Molecular docking study for evaluation of neuroprotective potential of sericin against cerebral stroke and exploring its biomaterial properties

Abstract

Background: Cerebral stroke, the third leading cause of death worldwide results from the improper blood supply to the brain due to occlusions in the brain arteries. This leads to production of free radicals contributed by cyclo-oxygenases (COX), acid sensing ion channels (ASIC) and matrix metalloproteinases (MMPs) causing adverse conditions of inflammation, oxidative stress, and acidosis leading to neuronal death thereby proving these enzymes as potent targets. Sericin, a 38 amino acid long protein found in silk fiber is known for its anti-inflammatory and anti-oxidant property.
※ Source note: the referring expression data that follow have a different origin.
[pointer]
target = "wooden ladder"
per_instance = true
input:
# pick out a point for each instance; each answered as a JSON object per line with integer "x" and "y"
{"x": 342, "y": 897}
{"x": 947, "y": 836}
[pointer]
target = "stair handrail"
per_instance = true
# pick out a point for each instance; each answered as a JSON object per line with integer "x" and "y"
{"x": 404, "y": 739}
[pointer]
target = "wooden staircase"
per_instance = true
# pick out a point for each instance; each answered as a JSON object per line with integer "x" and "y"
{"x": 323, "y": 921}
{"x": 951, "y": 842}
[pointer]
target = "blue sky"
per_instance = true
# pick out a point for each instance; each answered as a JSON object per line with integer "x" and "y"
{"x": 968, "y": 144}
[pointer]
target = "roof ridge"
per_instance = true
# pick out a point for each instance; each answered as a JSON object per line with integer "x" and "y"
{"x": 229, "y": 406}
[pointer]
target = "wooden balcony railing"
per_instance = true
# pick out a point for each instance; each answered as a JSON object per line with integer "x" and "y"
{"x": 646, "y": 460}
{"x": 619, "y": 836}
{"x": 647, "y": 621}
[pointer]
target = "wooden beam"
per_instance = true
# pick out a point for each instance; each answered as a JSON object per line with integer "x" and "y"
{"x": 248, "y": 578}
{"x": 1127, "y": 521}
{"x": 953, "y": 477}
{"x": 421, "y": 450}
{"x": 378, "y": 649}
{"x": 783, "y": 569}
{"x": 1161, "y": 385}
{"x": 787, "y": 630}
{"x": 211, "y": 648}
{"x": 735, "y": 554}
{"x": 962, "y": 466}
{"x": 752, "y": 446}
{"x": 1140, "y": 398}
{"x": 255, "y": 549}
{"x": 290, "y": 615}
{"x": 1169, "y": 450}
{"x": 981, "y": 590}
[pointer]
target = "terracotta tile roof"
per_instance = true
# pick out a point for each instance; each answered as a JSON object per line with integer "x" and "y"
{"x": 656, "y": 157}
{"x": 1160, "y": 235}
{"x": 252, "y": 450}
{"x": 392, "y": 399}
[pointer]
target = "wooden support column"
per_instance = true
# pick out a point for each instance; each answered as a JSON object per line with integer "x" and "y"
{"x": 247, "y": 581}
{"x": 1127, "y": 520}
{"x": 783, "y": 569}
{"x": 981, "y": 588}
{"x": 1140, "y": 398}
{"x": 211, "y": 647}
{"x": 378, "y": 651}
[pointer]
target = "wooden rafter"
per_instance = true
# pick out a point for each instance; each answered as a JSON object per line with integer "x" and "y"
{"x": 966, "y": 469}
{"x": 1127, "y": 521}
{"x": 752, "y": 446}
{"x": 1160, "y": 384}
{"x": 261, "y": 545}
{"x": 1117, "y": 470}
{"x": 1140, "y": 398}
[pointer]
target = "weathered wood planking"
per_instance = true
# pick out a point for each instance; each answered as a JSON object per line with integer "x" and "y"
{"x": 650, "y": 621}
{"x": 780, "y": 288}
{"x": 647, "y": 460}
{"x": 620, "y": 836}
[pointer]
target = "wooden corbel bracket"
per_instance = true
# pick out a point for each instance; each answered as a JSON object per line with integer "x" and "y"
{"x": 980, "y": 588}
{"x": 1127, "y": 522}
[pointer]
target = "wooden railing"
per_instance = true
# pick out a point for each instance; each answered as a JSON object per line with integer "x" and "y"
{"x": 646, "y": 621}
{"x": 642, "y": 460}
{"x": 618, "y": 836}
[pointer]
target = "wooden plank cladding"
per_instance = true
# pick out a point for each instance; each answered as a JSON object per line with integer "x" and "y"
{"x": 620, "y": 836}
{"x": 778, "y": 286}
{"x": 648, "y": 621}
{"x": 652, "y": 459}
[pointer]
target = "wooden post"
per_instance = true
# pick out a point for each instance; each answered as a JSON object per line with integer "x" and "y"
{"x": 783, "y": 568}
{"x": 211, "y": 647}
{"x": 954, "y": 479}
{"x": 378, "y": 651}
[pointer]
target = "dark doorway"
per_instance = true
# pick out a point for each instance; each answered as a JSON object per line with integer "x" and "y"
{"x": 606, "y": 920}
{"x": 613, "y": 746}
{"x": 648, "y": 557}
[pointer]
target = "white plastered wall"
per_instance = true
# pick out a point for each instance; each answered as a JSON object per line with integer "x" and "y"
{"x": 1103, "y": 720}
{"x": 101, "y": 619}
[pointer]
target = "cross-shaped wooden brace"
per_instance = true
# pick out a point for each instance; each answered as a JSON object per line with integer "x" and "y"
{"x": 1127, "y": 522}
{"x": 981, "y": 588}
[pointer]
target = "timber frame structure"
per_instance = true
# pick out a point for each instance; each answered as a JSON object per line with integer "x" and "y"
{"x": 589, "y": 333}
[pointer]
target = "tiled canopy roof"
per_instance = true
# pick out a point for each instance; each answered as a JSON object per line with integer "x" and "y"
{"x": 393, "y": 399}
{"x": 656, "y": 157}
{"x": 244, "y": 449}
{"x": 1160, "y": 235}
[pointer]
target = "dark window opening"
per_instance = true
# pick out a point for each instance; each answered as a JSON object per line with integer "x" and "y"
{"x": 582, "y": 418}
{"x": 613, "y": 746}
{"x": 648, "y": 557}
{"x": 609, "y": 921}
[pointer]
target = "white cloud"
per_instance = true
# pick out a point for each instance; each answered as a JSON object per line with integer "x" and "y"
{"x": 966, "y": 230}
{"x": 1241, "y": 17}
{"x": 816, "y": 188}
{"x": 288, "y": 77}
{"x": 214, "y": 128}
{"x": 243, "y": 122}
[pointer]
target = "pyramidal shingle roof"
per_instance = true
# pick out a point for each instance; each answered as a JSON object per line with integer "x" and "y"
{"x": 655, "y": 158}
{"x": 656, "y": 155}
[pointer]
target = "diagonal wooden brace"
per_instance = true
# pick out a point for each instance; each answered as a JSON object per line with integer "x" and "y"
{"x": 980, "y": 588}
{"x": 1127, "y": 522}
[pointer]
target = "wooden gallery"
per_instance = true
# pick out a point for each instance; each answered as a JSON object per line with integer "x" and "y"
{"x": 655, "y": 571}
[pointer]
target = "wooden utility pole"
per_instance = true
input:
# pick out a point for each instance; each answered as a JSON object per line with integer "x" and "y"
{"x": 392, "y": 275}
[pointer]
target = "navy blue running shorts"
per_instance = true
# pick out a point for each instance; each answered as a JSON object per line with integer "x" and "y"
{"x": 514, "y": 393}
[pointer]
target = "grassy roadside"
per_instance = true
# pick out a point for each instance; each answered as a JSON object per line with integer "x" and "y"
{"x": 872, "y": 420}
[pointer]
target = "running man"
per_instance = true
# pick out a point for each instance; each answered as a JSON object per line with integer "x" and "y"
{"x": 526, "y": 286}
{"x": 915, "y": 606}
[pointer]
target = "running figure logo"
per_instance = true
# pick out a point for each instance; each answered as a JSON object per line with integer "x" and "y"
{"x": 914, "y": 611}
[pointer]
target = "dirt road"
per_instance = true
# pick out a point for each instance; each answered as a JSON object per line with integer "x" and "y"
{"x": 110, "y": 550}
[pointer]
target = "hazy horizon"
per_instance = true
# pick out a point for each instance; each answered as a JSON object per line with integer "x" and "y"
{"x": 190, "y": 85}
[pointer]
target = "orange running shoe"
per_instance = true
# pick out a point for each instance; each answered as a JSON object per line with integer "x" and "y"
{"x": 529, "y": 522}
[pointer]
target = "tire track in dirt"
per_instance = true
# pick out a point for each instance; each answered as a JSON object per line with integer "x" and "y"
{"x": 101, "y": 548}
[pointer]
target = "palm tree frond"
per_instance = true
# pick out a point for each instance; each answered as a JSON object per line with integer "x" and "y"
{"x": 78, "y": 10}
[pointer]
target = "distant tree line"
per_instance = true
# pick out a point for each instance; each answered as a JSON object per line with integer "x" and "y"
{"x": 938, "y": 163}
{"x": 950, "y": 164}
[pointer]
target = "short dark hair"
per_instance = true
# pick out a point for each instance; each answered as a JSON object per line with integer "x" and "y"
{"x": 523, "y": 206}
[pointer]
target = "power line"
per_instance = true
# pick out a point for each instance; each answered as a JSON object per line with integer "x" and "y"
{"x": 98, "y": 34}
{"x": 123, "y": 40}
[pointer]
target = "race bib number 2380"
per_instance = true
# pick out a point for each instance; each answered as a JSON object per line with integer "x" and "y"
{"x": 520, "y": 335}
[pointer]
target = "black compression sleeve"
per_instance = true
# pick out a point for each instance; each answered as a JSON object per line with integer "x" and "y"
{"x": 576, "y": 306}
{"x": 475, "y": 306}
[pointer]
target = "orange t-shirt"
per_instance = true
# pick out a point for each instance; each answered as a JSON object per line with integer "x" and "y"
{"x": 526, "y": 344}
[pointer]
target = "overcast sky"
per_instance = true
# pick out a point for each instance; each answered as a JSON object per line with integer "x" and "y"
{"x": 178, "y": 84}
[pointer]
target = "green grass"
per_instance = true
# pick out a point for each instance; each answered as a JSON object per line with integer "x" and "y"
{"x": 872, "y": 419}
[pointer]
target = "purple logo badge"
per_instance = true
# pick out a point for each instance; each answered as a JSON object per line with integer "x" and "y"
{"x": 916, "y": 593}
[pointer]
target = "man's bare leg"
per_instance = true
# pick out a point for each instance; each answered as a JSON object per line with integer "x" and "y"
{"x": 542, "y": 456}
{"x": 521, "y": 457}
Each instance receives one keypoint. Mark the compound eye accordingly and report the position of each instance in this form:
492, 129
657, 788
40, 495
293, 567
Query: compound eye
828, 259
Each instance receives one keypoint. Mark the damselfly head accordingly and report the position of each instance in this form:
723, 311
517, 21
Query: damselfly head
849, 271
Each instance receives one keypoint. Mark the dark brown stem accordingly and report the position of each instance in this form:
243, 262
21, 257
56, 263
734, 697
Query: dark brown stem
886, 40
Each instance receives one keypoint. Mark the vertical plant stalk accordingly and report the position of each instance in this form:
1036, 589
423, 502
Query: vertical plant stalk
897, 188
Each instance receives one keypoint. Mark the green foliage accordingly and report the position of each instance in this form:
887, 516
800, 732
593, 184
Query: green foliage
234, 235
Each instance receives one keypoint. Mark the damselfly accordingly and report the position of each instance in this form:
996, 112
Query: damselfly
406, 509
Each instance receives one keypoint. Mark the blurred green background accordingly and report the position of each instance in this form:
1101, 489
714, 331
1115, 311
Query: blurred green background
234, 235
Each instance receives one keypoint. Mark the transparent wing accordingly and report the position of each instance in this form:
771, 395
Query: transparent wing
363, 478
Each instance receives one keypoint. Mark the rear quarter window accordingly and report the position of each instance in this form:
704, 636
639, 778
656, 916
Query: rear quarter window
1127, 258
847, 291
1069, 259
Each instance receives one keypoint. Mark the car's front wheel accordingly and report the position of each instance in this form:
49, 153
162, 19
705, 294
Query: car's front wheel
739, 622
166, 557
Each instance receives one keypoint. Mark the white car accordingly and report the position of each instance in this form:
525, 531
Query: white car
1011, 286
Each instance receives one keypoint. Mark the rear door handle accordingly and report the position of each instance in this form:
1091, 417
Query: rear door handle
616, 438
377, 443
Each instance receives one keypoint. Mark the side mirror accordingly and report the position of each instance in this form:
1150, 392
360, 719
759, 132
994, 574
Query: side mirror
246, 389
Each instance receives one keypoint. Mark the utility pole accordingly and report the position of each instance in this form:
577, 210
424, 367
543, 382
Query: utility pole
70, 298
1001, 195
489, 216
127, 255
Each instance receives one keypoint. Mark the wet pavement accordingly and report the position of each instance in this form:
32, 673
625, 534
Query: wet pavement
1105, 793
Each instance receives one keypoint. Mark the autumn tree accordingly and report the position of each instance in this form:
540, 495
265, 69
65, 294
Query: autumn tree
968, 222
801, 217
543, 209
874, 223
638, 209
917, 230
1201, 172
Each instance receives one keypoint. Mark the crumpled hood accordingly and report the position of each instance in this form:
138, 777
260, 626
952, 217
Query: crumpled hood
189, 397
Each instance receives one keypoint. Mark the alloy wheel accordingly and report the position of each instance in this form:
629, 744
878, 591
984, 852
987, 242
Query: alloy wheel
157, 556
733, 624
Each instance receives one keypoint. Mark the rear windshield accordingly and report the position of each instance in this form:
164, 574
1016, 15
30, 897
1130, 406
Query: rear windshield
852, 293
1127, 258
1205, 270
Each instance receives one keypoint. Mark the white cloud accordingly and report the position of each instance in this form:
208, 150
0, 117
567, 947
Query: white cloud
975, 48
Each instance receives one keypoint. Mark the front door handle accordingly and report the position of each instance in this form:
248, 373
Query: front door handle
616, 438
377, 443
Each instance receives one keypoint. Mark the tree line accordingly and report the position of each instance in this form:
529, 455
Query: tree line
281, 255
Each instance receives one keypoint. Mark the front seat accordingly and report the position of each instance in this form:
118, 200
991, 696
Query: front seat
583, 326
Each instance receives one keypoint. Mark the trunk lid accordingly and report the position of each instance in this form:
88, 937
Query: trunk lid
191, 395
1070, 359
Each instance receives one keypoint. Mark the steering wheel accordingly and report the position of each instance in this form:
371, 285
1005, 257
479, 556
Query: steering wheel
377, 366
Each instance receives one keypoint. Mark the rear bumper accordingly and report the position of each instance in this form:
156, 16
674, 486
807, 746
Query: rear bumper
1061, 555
Aim and Objectives: Inhibition of the above-mentioned targets by silk protein sericin to reduce the pathological features by structural interactions as well as reducing inflammation and oxidative stress due to the natural properties of compound. Methodology: In the present study we studied structural inhibition of effective targets by sericin through molecular docking analysis. Also, the semi crystalline nature of sericin was deduced through in silico XRD spectral analysis. Result: Structural inhibition through molecular docking analysis proved highly efficient inhibition. Also, the in silico XRD spectral analysis proved sericin to be a potential biomaterial for scaffold development. Conclusion: Sericin can not only act as an effective drug against cerebral ischemia but can also be used to develop scaffold to repair damaged brain.